Y.A. Ananda memandang gemerlapnya cahaya dari raja, sang thera, dan cahaya matahari dan bulan. Akhirnya, Y.A. Ananda melihat Sang Buddha, dan tiba-tiba merasa bahwa cahaya yang bersinar dari Sang Buddha jauh melampaui cahaya yang lainnya. Karena melihat Sang Buddha bersinar dalam kedamaian dan kemegahan Beliau, Y.A. Ananda segera menghampiri Sang Buddha, dan menyambut dengan sorak sorai, "O, Bhante! Cahaya dari tubuh-Mu yang mulia jauh melampaui cahaya dari raja, cahaya dari sang thera, cahaya dari matahari dan cahaya dari bulan".

 

Kepada Ananda, Sang Buddha membabarkan syair 387 berikut:

 

Matahari bersinar di waktu siang.

Bulan bercahaya di waktu malam.

Ksatria gemerlapan dengan seragam perangnya.
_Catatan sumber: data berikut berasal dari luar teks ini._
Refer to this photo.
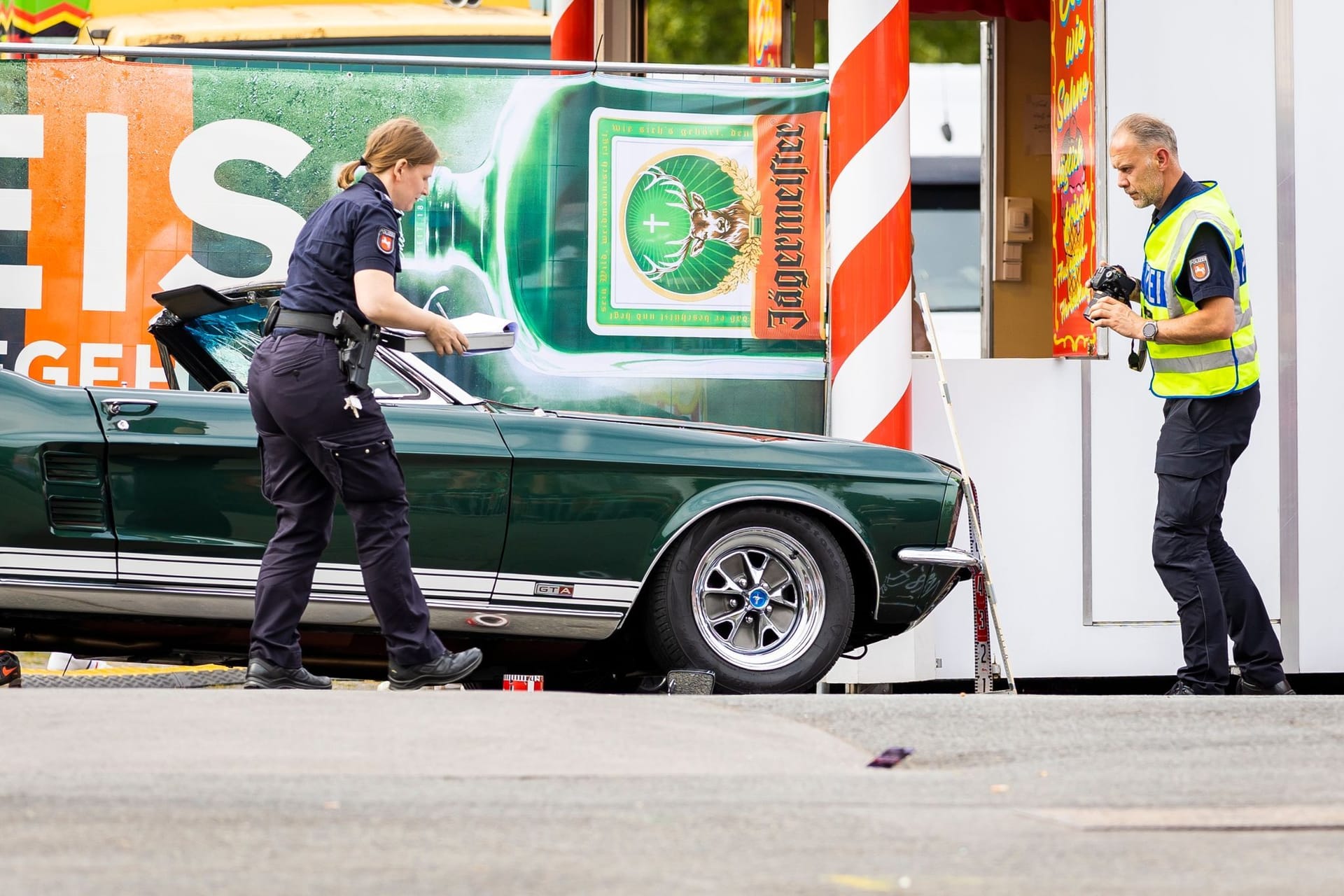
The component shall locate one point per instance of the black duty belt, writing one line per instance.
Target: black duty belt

Brahmana bersinar terang dalam samadi.

Tetapi,

Sang Buddha (Ia yang telah mencapai Penerangan Sempurna)

bersinar dengan penuh kemuliaan sepanjang siang dan malam.

(Dhp.387)

Dhammapada XXVI: 386 - Kisah Brahmana Tertentu

KISAH BRAHMANA TERTENTU

Dhammapada XXVI: 386

 

Suatu hari, seorang brahmana berpikir sendiri. "Buddha Gotama menyebut para pengikutnya dengan 'brahmana'. Saya adalah seorang brahmana jika dilihat dari kasta saya. Tidakkah saya juga dapat disebut seorang brahmana?" Setelah berpikir, ia pergi menemui Sang Buddha dan mengutarakan pendapat tersebut.

 

Kepadanya, Sang Buddha menjawab, "Aku tidak menyebut seseorang sebagai brahmana karena kastanya. Aku hanya menyebut seseorang sebagai brahmana jika ia telah mencapai tingkat kesucian arahat".

 

Kemudian Sang Buddha membabarkan syair 386 berikut:

 

Seseorang yang tekun bersamadi,

bebas dari noda, tenang,

telah mengerjakan apa yang harus dikerjakan,

bebas dari kekotoran batin

dan telah mencapai tujuan akhir (nibbana),

maka ia Kusebut seorang brahmana.

(Dhp.386)

 

Brahmana mencapai tingkat kesucian sotapatti, setelah khotbah Dhamma itu berakhir.